Track Premiere: Strangelight — “Digressions from Sierra Leone”

Photo: Sara Sanger

Remember in the Twisted Sister “We’re Not Gonna Take It” video when that totally feral dad played by Neidermeyer from Animal House screams at his preteen son, “What do you want to do with your life?” and the spawn replies “I wanna rock” and the first chord the kid hits sends his dad flying out the window and rocking commences?

Of course you do.

I don’t exactly want to call the twisty, smart, enlivening, and all around killer debut from post-hardcore expanders Strangelight the Grendel to Dee Snider’s 1894 Beowulf, but, much like John Gardner helping us better understand the monster by shifting the story to its perspective, Adult Themes rather brilliantly refracts the beauty and tension of keeping your fret-hand in the underground culture of your youth while dealing with the (well, for non-crust punks, anyway) inevitable evolutions and challenges of “grown up” life. Hence, the juxtaposition of song titles such as “The Samsara of Secondary Markets,” “Object Permanence,” “Gold Rolex,” “Adjustable Rate,” and “Alienation Part 2” with a sonic attack that combines the best aspects of the members other bands (Transistor Transistor, Kowloon Walled City, True Cross) with a extremely welcome and heavy dose of Propagandhi and Hot Snakes-esque rock n’ roll perversion.

Maybe there’s some empathy to be had for Neidermeyer after all?

Anyway, Adult Themes a real contender for punk hardcore album of the year, which is why it’s such a pleasure to exclusively premiere the track “Digressions from Sierra Leone” a month ahead of the album’s October 23 release date. (Preorder here.)

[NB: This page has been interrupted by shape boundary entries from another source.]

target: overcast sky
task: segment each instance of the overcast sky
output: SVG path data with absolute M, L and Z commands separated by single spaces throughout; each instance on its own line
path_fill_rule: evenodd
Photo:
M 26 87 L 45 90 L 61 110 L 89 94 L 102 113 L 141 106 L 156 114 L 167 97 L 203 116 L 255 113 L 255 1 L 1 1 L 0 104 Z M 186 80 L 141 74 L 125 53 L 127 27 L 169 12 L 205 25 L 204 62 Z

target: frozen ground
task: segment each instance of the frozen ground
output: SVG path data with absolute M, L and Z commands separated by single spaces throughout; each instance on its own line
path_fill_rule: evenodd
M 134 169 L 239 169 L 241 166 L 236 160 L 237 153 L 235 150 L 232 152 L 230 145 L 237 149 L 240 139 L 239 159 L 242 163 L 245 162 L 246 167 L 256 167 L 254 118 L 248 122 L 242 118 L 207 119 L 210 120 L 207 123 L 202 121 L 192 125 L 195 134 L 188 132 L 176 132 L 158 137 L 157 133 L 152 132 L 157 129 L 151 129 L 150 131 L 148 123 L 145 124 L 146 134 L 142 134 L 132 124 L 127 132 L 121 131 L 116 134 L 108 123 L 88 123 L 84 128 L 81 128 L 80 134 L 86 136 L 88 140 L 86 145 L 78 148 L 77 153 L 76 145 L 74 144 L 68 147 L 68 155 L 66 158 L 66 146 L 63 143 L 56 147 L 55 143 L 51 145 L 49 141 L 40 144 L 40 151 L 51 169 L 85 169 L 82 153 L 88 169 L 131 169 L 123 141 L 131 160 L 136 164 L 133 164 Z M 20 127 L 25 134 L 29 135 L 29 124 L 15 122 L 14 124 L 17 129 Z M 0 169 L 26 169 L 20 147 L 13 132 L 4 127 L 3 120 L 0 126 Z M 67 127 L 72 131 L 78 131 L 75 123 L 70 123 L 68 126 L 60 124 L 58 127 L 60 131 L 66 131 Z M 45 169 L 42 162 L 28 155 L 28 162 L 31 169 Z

“[Digressions from Sierra Leone] is about musicians, actors, celebrities, whoever, benefiting from ‘bringing attention’ to an issue while not really doing anything to help it, if not benefiting from its underlying causes — and the irony of how the issue helps out the artist in question more than vice versa,” vocalist/guitarist Nat Coghlan tells Decibel. “It was written over ten years ago, before I even had a smartphone. So it’s really more of a cynical observation than a topical one. When we started working on the song again I thought about writing new lyrics, but if anything they were more applicable than when they were written. I am also very, very lazy.”